Now, a leftoid might observe that “Bush” & “literature” do not naturally pair, but let us avoid that swipe. At second hand, but also briefly at first, I noticed that Mr Bush is an intelligent man, married to a small-town librarian & himself an avid reader — if almost exclusively of beuks I wouldn’t have bothered to read myself. He graduated from a prestigious university, & was clocked, even in his youthful drinking days, with an IQ far above the national average. His “Bushisms” were frequently hilarious, & usually intentional. They were a tool in his political bag of tricks, performing two functions.
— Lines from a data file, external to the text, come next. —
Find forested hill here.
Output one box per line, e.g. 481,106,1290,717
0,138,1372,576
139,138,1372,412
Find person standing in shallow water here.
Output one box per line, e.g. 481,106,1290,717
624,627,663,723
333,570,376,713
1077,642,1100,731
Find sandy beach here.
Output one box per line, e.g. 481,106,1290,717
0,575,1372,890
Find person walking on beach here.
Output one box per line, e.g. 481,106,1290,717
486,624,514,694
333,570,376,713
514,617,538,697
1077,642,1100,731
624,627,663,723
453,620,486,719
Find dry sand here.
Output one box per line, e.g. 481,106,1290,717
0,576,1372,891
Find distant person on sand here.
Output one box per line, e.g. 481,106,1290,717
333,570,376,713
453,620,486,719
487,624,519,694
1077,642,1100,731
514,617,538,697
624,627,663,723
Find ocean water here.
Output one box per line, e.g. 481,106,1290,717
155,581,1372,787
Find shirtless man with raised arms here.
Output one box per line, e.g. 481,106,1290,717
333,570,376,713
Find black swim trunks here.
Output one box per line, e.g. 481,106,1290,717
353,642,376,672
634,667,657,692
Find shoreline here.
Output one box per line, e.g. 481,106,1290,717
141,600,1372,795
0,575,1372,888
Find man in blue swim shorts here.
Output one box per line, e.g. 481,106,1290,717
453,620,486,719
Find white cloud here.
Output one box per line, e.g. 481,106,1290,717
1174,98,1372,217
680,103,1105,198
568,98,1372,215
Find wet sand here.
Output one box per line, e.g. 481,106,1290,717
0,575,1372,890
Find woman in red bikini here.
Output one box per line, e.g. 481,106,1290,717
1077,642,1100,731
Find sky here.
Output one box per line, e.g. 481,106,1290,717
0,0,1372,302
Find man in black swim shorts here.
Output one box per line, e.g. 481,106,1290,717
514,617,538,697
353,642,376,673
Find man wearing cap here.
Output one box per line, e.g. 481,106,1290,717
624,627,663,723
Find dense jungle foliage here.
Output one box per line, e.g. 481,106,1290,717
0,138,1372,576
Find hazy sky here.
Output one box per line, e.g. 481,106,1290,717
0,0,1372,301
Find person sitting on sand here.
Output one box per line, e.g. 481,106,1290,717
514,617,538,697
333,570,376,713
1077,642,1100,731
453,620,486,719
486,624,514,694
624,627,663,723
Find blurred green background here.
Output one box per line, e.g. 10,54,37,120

The first was to make his enemies misunderestimate him. The second was to help his own constituency identify with him.
(Alas, meanwhile behind the scenes, he was doing things too clever by half, perhaps by three-quarters.)
In the days when I had a slight “in” to that White House, I once received a private “hedz-up” that Mr Bush would be delivering a crass remark at a press conference in France. The remark itself would be left to his spontaneous genius, but surely it would come. At the press conference, a New York Times reporter asked President Chirac a reasonable question, in elegant French. Bush seized the moment, interrupting his host to sneer at this reporter, then boasting that he could speak Spanish. It was a brilliant way to antagonize all the sophisticated people who’d never vote for him anyway, while cheering up Middle America — where the phrase “cheese-eating surrender monkeys” had become implanted.
I was delighted, in a low way, as I get a kick out of political craftsmanship, & have to suppress a giggle before condemning it. Bush played dumb to trick his opponents into playing dumber. This invariably worked, for their vanity made them unteachable. Of course, all this contributed to the further decay of political standards. One recalls the observation of Mark Antony: “The evil that men do lives after them; the good is oft interred with their bones.”
Tombs for the still living are an American innovation, an extension perhaps of the California funerary customs satirized by Evelyn Waugh in The Loved One. The idea of filling them with video exhibits, state papers as well as state furnishings, & housing yet another Think Tank within, adds surreal touches that might have titillated the ancient Egyptians. For when contemplating the U.S. Presidential Libraries, I think of the Tombs of the Pharaohs. And of the desert sands blowing over them.